Tuning the query

General

Tuning the query

Hi ,

I have a qry which is taking more cpu and skew is more. pls suggest how to tune this query.

Explain:

Explain SELECT

      WATR.BK_AS_PROJECT_TASK_NUM ,

      WATR.BK_AS_PROJECT_CD ,

      WATR.BK_AS_TASK_RSRC_EXPNDTR_TYP_CD ,

      WATR.BK_AS_RSRC_CISCO_WRKR_PRTY_KEY ,

      WATR.FISCAL_YEAR_WEEK_NUM_INT ,

      WATR.AS_TASK_RES_TIMECARD_HOURS ,

      WATR.AS_TASK_RES_LABOR_COST_USD_AMT ,

      WATR.AS_TASK_RES_LABOR_COST_PRJ_AMT ,

      WATR.AS_TASK_RES_LABOR_COST_LOC_AMT ,

      WATR.AS_RSRC_LABOR_RT_USD_AMT ,

      CURRENT_TIMESTAMP(0),

      USER ,

      CURRENT_TIMESTAMP(0),

      USER

     FROM WORKDB_dv4.WI_MT_AS_TIMECARD_RESOURCE WATR

     WHERE DML_TYPE = 'I'

AND (WATR.BK_AS_PROJECT_TASK_NUM ,

WATR.BK_AS_PROJECT_CD ,

WATR.BK_AS_TASK_RSRC_EXPNDTR_TYP_CD ,

      WATR.BK_AS_RSRC_CISCO_WRKR_PRTY_KEY ,

      WATR.FISCAL_YEAR_WEEK_NUM_INT )

NOT IN

( SELECT  MATR.BK_AS_PROJECT_TASK_NUM ,

      MATR. BK_AS_PROJECT_CD ,

      MATR.BK_AS_TASK_RSRC_EXPNDTR_TYP_CD ,

      MATR.BK_AS_RSRC_CISCO_WRKR_PRTY_KEY ,

      MATR.FISCAL_YEAR_WEEK_NUM_INT

       FROM ASBIVWDB_dv4.MT_AS_TIMECARD_RESOURCE MATR)

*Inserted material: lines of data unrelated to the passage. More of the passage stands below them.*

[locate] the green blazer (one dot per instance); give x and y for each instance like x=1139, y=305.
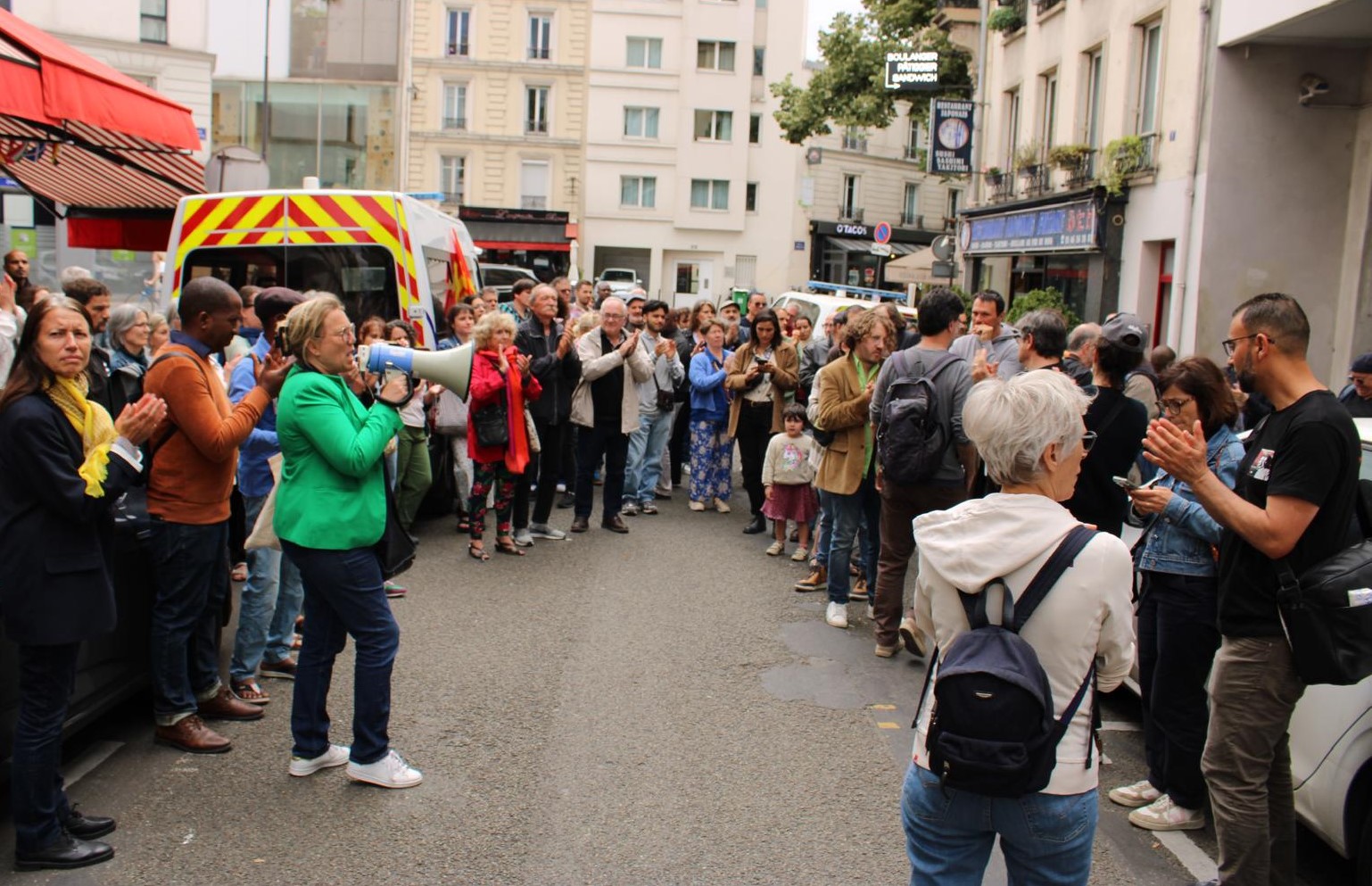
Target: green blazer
x=332, y=490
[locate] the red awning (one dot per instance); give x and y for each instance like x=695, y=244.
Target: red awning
x=86, y=139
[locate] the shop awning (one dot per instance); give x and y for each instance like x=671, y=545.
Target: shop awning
x=89, y=142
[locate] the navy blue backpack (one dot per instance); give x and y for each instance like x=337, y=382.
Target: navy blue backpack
x=991, y=728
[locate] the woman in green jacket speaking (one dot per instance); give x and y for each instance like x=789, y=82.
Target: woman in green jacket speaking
x=329, y=515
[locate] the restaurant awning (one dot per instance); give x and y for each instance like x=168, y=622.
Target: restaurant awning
x=91, y=143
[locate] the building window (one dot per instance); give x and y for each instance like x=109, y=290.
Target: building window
x=533, y=184
x=640, y=122
x=1095, y=88
x=153, y=21
x=644, y=53
x=910, y=207
x=1048, y=118
x=459, y=33
x=540, y=36
x=453, y=178
x=714, y=125
x=714, y=56
x=535, y=110
x=849, y=210
x=638, y=191
x=855, y=139
x=454, y=106
x=708, y=194
x=1149, y=69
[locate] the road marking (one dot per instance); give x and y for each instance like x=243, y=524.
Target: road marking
x=83, y=766
x=1191, y=856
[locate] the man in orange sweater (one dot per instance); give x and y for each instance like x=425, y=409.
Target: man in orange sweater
x=194, y=457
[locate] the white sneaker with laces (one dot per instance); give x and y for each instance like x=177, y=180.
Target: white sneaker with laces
x=335, y=756
x=1134, y=796
x=390, y=771
x=1163, y=815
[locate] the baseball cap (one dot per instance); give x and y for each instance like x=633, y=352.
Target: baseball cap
x=1125, y=331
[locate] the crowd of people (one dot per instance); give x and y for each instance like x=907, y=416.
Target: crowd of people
x=966, y=454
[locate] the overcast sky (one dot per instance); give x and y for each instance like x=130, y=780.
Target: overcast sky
x=822, y=12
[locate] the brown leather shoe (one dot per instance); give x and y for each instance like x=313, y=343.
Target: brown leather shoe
x=226, y=707
x=191, y=734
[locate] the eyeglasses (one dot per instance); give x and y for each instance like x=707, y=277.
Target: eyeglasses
x=1228, y=344
x=1173, y=408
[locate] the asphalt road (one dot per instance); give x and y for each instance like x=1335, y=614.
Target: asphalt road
x=655, y=708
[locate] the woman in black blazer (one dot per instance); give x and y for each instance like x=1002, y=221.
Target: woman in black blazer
x=63, y=462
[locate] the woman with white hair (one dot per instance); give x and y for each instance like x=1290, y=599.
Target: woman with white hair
x=1029, y=431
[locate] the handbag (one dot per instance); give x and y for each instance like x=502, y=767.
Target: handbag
x=395, y=549
x=1327, y=610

  1) First, we lock WORKDB_dv4.WATR for access, and we lock

     ASBIDB_DV4.MT_AS_TIMECARD_RESOURCE for access.

  2) Next, we do an all-AMPs SUM step to aggregate from WORKDB_dv4.WATR

     by way of an all-rows scan with a condition of (

     "WORKDB_dv4.WATR.DML_TYPE = 'I'").  Aggregate Intermediate Results

     are computed globally, then placed in Spool 5.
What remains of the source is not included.